We can't extract the configuration out from a "finished" object_store instance like an AmazonS3. We could extract some configuration out of a builder instance like AmazonS3Builder, but then every time we use that class we'd have to call build() on the Rust side, which would probably significantly hurt performance. Therefore, the only(?) possible way to implement pickle support inside obstore is to persist the store configuration separately inside the #[pyclass].

Implementation

  • Store configuration information a second time in the #[pyclass] of each store. (It's already implicitly stored by the underlying rust ObjectStore instance.)
  • Handle prefixes automatically within each Python store class.
  • Implement __getnewargs_ex__, returning the parameters passed to #[new]
  • Implement IntoPyObject for each configuration object: the store-specific config, client options, and retry options

Benefits

  • It should be relatively straightforward to implement for any of the raw stores: S3Store, GCSStore, AzureStore, LocalStore, and MemoryStore.
  • We're already validating the PyAmazonS3Config, PyClientOptions, and PyRetryConfig, so it isn't that much extra work just to store those on the Rust class. So we can serialize them to Python objects in __getnewargs_ex__ and then have Python automatically pass them to #[new].
  • Using __getnewargs_ex__ means we don't need to add serde support; we can use IntoPyObject and FromPyObject for all (de)serialization and only have a single code path.
  • We can persist all of the store-specific config, the client options, and the retry config, so the pickled instances should be exactly the same as the original instances.
  • Supports any of the builder classmethods, e.g. from_env, from_url, etc,
  • Most of the time, storing configuration information should be just a few strings.
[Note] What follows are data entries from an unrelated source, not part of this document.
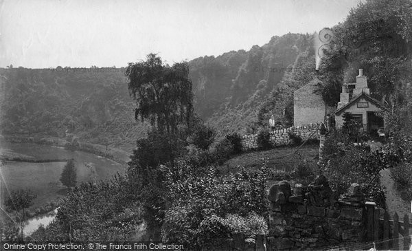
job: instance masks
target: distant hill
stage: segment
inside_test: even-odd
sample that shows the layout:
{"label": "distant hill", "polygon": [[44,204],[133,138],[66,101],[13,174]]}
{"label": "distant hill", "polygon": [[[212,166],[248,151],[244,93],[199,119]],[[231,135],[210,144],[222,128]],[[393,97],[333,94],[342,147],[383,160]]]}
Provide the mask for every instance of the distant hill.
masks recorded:
{"label": "distant hill", "polygon": [[[310,43],[309,35],[289,34],[249,52],[188,62],[196,111],[220,134],[244,131],[285,72],[307,56]],[[82,140],[102,143],[106,138],[130,148],[148,128],[134,120],[122,69],[3,68],[0,75],[7,78],[1,86],[2,133],[62,137],[69,128]],[[272,108],[282,111],[285,105]]]}

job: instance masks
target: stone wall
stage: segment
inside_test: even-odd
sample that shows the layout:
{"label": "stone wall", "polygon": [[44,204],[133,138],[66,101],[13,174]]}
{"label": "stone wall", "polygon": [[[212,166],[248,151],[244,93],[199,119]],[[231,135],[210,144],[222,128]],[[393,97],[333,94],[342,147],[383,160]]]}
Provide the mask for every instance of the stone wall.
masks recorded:
{"label": "stone wall", "polygon": [[284,181],[270,188],[268,198],[271,250],[319,249],[363,239],[364,196],[356,184],[338,197],[324,176],[293,190]]}
{"label": "stone wall", "polygon": [[[301,127],[292,127],[284,129],[273,130],[271,131],[271,143],[273,146],[287,146],[293,144],[290,134],[293,133],[299,136],[302,140],[307,140],[309,136],[315,132],[320,124],[312,124]],[[320,137],[319,131],[316,132],[311,139],[319,140]],[[242,137],[242,145],[243,151],[248,151],[258,148],[258,134],[247,135]]]}

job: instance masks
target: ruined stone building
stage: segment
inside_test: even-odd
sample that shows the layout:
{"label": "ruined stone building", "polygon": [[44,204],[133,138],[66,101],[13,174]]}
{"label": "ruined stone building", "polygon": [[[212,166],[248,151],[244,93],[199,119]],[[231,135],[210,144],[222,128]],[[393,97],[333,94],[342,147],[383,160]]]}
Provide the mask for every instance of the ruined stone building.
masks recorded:
{"label": "ruined stone building", "polygon": [[330,114],[334,108],[328,106],[317,91],[322,82],[317,78],[293,94],[293,125],[300,127],[323,122],[325,116]]}

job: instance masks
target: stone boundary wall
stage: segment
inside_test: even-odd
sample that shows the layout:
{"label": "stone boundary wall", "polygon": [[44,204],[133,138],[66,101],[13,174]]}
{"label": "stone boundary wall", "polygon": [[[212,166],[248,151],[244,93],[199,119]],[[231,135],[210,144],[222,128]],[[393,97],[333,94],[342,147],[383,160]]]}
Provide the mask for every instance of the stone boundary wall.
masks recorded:
{"label": "stone boundary wall", "polygon": [[273,185],[268,195],[268,233],[247,239],[216,240],[215,250],[319,250],[365,245],[367,214],[360,186],[352,184],[337,195],[325,176],[304,186],[287,181]]}
{"label": "stone boundary wall", "polygon": [[[306,140],[309,136],[318,128],[320,127],[319,124],[311,124],[300,127],[292,127],[284,129],[276,129],[271,131],[271,143],[273,146],[287,146],[293,143],[289,134],[295,134],[299,136],[302,140]],[[318,131],[312,136],[312,139],[319,140],[320,133]],[[242,138],[242,150],[249,151],[257,149],[258,146],[258,134],[246,135]]]}

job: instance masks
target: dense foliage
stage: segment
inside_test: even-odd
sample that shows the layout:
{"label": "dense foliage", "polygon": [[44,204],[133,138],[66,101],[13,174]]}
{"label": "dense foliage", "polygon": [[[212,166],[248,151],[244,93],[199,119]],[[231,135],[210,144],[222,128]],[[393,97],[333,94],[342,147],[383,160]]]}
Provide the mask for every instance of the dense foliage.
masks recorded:
{"label": "dense foliage", "polygon": [[163,228],[167,239],[190,248],[211,248],[233,232],[253,237],[267,231],[261,217],[268,206],[266,164],[253,173],[242,171],[226,177],[214,167],[199,172],[185,162],[163,170],[168,188]]}
{"label": "dense foliage", "polygon": [[76,168],[74,165],[74,160],[69,160],[62,172],[60,181],[68,188],[76,186],[77,182]]}

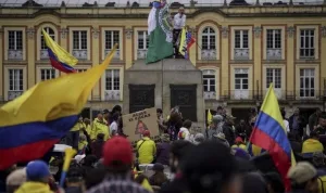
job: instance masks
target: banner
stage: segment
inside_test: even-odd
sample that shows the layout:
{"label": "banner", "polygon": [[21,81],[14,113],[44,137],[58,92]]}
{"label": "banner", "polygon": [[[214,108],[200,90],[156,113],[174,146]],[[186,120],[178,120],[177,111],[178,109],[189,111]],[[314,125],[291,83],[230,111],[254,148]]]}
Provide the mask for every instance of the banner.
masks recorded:
{"label": "banner", "polygon": [[153,140],[160,136],[155,107],[124,115],[123,125],[124,133],[128,136],[128,140],[131,143],[139,141],[145,130],[150,131]]}

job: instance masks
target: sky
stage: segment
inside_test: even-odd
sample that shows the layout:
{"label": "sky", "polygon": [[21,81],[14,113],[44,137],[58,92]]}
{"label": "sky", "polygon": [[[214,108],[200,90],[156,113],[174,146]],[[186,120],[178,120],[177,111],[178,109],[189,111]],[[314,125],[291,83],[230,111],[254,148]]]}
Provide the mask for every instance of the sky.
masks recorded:
{"label": "sky", "polygon": [[[98,2],[99,5],[106,4],[108,2],[115,2],[116,4],[125,5],[128,0],[64,0],[66,5],[82,5],[85,2],[93,3],[95,1]],[[150,0],[129,0],[130,3],[134,1],[148,5]],[[189,3],[190,0],[167,0],[167,2],[180,2],[183,4]],[[197,0],[199,4],[222,4],[224,0]],[[227,0],[230,2],[231,0]],[[254,3],[256,0],[247,0],[248,3]],[[278,2],[279,0],[260,0],[261,3],[263,2]],[[289,0],[281,0],[283,2],[288,2]],[[0,0],[0,4],[7,5],[21,5],[22,3],[26,2],[26,0]],[[60,5],[62,0],[35,0],[35,2],[40,4],[49,4],[49,5]],[[294,3],[304,2],[305,4],[314,3],[314,2],[323,2],[323,0],[293,0]]]}

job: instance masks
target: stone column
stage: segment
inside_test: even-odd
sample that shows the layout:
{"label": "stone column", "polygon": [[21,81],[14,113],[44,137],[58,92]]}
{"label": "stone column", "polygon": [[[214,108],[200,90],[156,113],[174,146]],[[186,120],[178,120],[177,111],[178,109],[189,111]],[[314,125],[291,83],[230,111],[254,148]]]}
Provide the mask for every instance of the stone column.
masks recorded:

So ideally it'll increase memory usage only slightly, and won't affect runtime performance otherwise (assuming you reuse a store instead of creating a new one each time).
  • Since we don't allow the store classes to be mutated after creation from Python, there's no risk of the two copies of the configuration getting out of sync.

Drawbacks

  • Because url has deferred parsing in the object_store builders, we need to special-case url handling. Naturally, passing url to a store with with_url means that object_store doesn't actually parse the URL until the build() method, and at that point we can no longer access config information from the built AmazonS3. Without special-casing this URL handling, pickling would fail for instances created from from_url.

Therefore, we handle this by vendoring the small amount of URL parsing from upstream. So we apply the URL parsing onto our config HashMaps and then apply those to the builder. So our configs and those used by the raw stores stay in sync. See developmentseed/obstore!209. - Unclear how to support middleware, including PrefixStore, because those have to support an arbitrary wrapped object. Is there a way to recursively pickle and unpickle the thing it's wrapping? - (Implemented) If we can't find a way to support pickling of arbitrary middleware, we could alternatively use a PrefixStore internally and automatically inside an S3Store, GCSStore, AzureStore (NOTE: we should maybe benchmark the overhead a PrefixStore causes, in case it's something we don't want to force on everyone? Well, if the S3Store stored an arbitrary Arc<dyn ObjectStore> then we could prefix when asked for and not prefix when not asked for, but maybe that would conflict with signing, if that requires a raw object_store::AmazonS3 instance?). Alternatively, we could create the PrefixStore on demand, since it looks virtually free. - We don't currently implement pickle support for MemoryStore, as we don't have a way to serialize the memory state across workers.